Bizarre. Ce goût de fer dans la bouche… Je n’ai pourtant pas léché de barre à mine. Je me souviens pourtant que la dernière fois que j’ai eu cette même impression, je ne marchais plus droit…
J’arrête la voiture. J’essaie de faire quelques pas.
Un vent violent me pousse vers la droite, me faisant presque chuter.
Non, il n’y a pas de vent. C’est moi.
Après avoir dit coucou à plusieurs médecins qui ont cherché, je tombe finalement sur un qui trouve. L’IRM confirme : il s’agit d’un AVC. D’accord. Mes maux de tête doivent y être liés, alors.
Reprenant mon équilibre, j’essaie alors de récupérer de cet accident. Malheureusement, j’ai la migraine. Pas le mal de tête qui embête durant la journée de travail. Ni la migraine de douleur 10 sur 10 qui oblige à rester dans l’obscurité, fait vomir ou provoque des troubles visuels. Non, celle-ci a l’esprit de compétition : elle fait en sorte d’atteindre le niveau 22 sur 10 et de s’installer pour toujours.
Nous venons d’accueillir notre deuxième enfant et ma femme est toujours en congé maternité. Moi, je suis vidé, je ne suis plus capable de rien faire. Pourtant, nous ne nous inquiétons pas : le plus dur est derrière nous, je suis bien pris en charge et les douleurs vont gentiment disparaître…
… ou pas.
Ma femme et moi décidons de tout essayer, de tenter chaque piste, chaque idée qui nous parvient, avec cependant une seule règle : une chose à la fois. Histoire d’être sûr de ce qui fonctionne ou non.

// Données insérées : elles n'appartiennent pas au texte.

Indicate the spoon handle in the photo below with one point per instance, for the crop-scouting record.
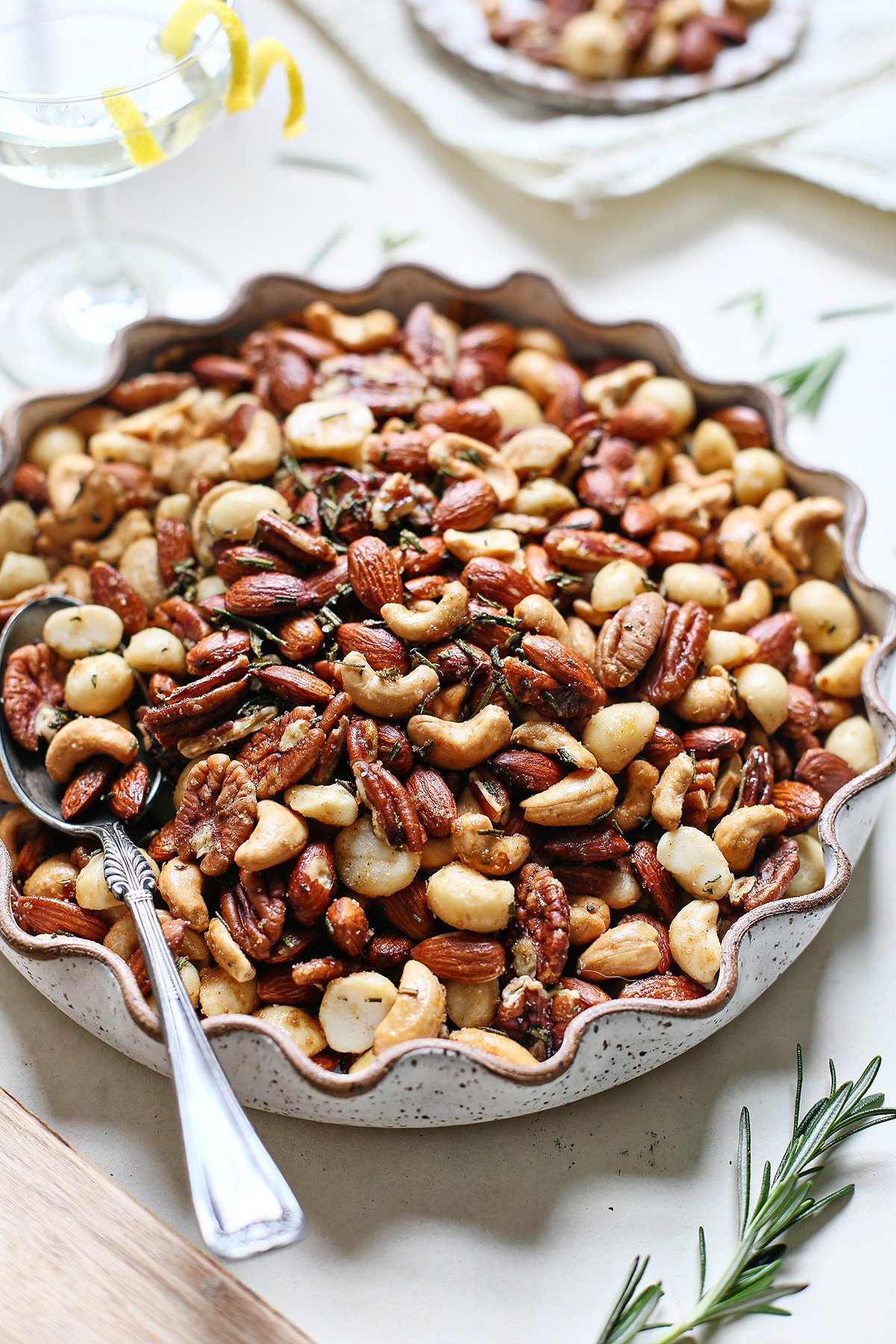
(243, 1206)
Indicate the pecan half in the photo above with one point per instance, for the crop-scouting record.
(628, 640)
(34, 685)
(217, 813)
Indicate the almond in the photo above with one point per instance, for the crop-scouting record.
(800, 803)
(824, 772)
(465, 505)
(461, 956)
(374, 573)
(645, 423)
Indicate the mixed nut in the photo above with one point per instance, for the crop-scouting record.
(491, 682)
(615, 40)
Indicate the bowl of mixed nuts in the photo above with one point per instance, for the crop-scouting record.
(615, 55)
(516, 694)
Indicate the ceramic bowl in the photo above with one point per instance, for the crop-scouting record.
(445, 1082)
(460, 30)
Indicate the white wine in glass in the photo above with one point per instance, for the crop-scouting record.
(60, 60)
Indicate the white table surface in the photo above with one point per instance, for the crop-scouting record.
(523, 1230)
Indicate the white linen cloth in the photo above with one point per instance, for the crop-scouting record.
(828, 116)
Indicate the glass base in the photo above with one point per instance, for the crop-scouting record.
(55, 327)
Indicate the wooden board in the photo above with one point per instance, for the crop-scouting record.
(82, 1263)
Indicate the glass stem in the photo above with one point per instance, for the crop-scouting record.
(104, 297)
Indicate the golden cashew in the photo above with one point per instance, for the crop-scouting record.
(753, 605)
(180, 886)
(438, 623)
(694, 941)
(467, 900)
(747, 550)
(617, 732)
(551, 738)
(641, 780)
(630, 949)
(793, 529)
(460, 746)
(695, 860)
(418, 1012)
(739, 833)
(302, 1028)
(669, 793)
(82, 738)
(492, 1043)
(575, 801)
(385, 698)
(487, 850)
(354, 1007)
(260, 453)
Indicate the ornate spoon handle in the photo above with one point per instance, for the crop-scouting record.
(243, 1206)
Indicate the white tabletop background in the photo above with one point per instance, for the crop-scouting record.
(524, 1229)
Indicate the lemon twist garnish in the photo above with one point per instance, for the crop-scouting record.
(249, 70)
(140, 144)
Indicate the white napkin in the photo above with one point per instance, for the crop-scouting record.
(828, 116)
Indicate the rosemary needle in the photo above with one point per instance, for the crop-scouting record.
(750, 1283)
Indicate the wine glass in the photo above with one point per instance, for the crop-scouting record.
(60, 128)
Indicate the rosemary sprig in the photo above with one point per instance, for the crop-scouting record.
(750, 1281)
(805, 386)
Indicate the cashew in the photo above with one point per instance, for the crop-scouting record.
(765, 692)
(301, 1027)
(496, 544)
(615, 734)
(793, 530)
(707, 699)
(420, 1008)
(99, 685)
(828, 620)
(467, 900)
(842, 675)
(438, 623)
(748, 551)
(853, 741)
(630, 949)
(695, 862)
(74, 632)
(575, 801)
(753, 605)
(491, 1043)
(220, 994)
(385, 698)
(328, 803)
(617, 585)
(694, 941)
(367, 865)
(669, 793)
(641, 780)
(487, 850)
(739, 833)
(472, 1006)
(460, 746)
(82, 738)
(354, 1007)
(539, 615)
(260, 453)
(810, 875)
(180, 886)
(280, 835)
(539, 735)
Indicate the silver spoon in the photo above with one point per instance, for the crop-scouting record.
(243, 1206)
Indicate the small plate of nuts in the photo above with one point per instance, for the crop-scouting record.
(615, 55)
(516, 695)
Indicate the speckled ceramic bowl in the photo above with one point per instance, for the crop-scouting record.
(460, 30)
(444, 1082)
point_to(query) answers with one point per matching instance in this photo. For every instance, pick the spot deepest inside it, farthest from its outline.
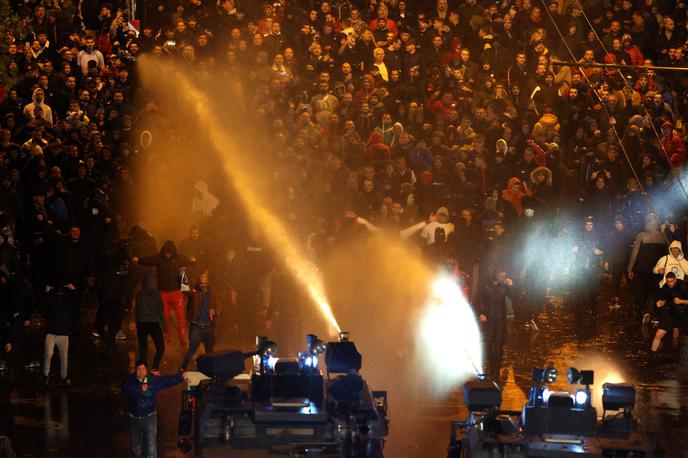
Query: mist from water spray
(449, 337)
(244, 180)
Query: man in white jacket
(672, 262)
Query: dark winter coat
(168, 270)
(142, 403)
(149, 306)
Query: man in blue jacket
(141, 388)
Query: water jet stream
(244, 181)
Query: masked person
(170, 268)
(673, 312)
(491, 309)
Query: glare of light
(244, 180)
(449, 338)
(581, 398)
(309, 361)
(271, 362)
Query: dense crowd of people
(486, 134)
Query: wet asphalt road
(89, 419)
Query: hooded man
(170, 268)
(430, 231)
(204, 202)
(38, 100)
(673, 312)
(672, 262)
(648, 246)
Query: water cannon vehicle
(286, 405)
(558, 424)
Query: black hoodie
(168, 269)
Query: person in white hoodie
(204, 202)
(672, 262)
(38, 100)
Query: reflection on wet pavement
(89, 418)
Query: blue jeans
(144, 432)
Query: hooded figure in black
(150, 321)
(170, 269)
(648, 246)
(491, 309)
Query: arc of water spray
(279, 238)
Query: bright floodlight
(581, 398)
(550, 375)
(618, 396)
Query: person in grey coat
(150, 321)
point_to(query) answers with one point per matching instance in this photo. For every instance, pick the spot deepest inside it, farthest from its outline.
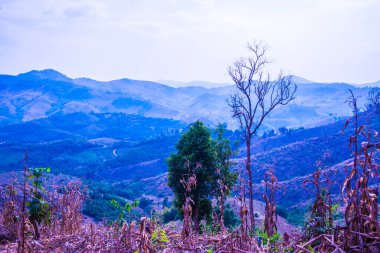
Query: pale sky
(184, 40)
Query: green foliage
(159, 237)
(263, 237)
(124, 210)
(145, 204)
(230, 219)
(195, 146)
(170, 215)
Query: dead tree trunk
(255, 98)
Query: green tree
(195, 147)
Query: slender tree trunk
(221, 221)
(248, 167)
(35, 227)
(196, 220)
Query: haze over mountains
(121, 131)
(40, 94)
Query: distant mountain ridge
(41, 94)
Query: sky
(185, 40)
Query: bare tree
(374, 98)
(255, 98)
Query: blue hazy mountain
(40, 94)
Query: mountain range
(116, 135)
(40, 94)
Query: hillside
(41, 94)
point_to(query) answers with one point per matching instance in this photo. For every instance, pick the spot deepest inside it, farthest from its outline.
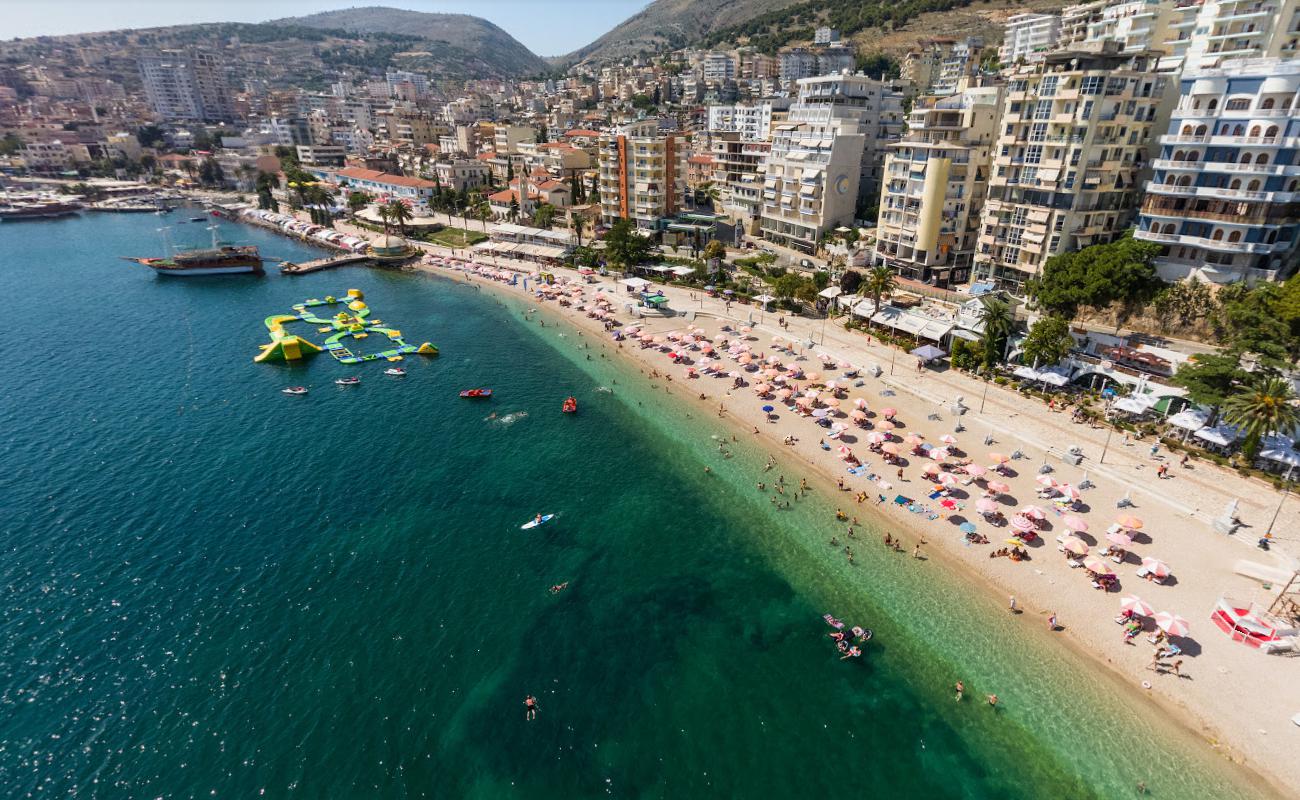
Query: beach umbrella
(1135, 605)
(1121, 540)
(1075, 545)
(1095, 565)
(1171, 623)
(1075, 523)
(1156, 567)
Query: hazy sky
(547, 27)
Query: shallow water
(212, 587)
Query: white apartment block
(1027, 37)
(1073, 150)
(935, 184)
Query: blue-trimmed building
(1223, 202)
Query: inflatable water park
(351, 323)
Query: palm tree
(1266, 407)
(401, 215)
(999, 323)
(879, 282)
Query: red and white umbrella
(1073, 544)
(1135, 605)
(1171, 623)
(1156, 567)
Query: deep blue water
(208, 588)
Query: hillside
(671, 24)
(456, 37)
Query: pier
(317, 264)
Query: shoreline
(1200, 726)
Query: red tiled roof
(382, 177)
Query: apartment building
(1223, 202)
(642, 173)
(1027, 37)
(186, 85)
(935, 184)
(1070, 155)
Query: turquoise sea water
(208, 588)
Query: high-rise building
(642, 173)
(1067, 163)
(1225, 198)
(1027, 37)
(935, 184)
(186, 86)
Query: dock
(317, 264)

Parfois le moral y est, parfois non. Mais au fil du temps, l’avenir commence à se brouiller, nous vivons dans le doute, au jour le jour. Je suis agressif, toujours fatigué, toujours énervé. Parfois même violent. Je n’en peux plus. Je ne peux plus supporter ce mal constant que rien n’arrive à chasser. Il m’éloigne doucement de la vie. La famille nous soutient, les amis nous comprennent… Mais au travail, c’est plus compliqué. Cette douleur est invisible: mes collègues peinent à réaliser mon quotidien.
En une année et demie, j’ai tout tenté. Je vois bien que mon doc arrive au bout de ses ressources. Sans oublier qu’en parallèle, j’ai testé beaucoup de choses : physio, ostéo, hypnose, guérisseur, soins énergétiques… J’ai bientôt rendez-vous avec un acupuncteur… et le Centre de la douleur. Je ne sais même plus si j’ose encore espérer.
Je ne comprends pas pourquoi ma femme et mes enfants restent avec moi. Quel avenir dans cette famille, avec moi ? Moi, j’ai mal. J’ai de plus en plus souvent envie d’en finir. J’aime la vie… Je veux juste que la douleur s’arrête. Même le Fentanyl, 80 fois plus puissant que la morphine et que l’héroïne, additionné à des flacons entiers de Tramal, ne suffisent pas à me soulager.
Un ami nous propose alors une nouvelle idée. Pourtant, nous ne sommes pas très motivés, ni ma femme ni moi. Mais nous nous étions fait une promesse et pour ma femme, pas question de nous trahir. Elle me pousse à y aller, me fiche dehors. Je pars donc rejoindre mon ami par dépit, sans plus rien attendre de la vie. Il s’agit juste de lui faire plaisir.
Je sors de cette soirée étrange… en ne sentant plus rien. Ma tête est dans une bulle, dans un nuage. Il me faut quand même quelques jours pour être sûr que c’est vrai ! En même temps, j’ai une magnifique pneumonie et suis cloué au lit… pour changer. Mais ma tête est libérée. C’est un miracle. Un vrai miracle qui a eu lieu à une soirée de prières. Merci pour cette guérison.
Le Centre de la douleur a égaré temporairement mon dossier. Puis un jour, quelqu’un me rappelle tout de même et je m’en vais donc rencontrer une nouvelle personne. Après m’avoir écouté, elle me dit :
– Je suis contente de savoir que vous êtes guéri, car après tout ce que vous avez tenté, je n’avais plus grand-chose à vous proposer… à part… d’apprendre à vivre avec.
Alors ça non… pas question. Oui, heureusement qu’ils ont égaré mon dossier. Si cet entretien avait eu lieu avant…
Quelques instants de bonheur…
Beau témoignage. Ca rejoint bien mon vécu: quand on a mal, ça prend toute la place. Et oui, ça ne se voit pas.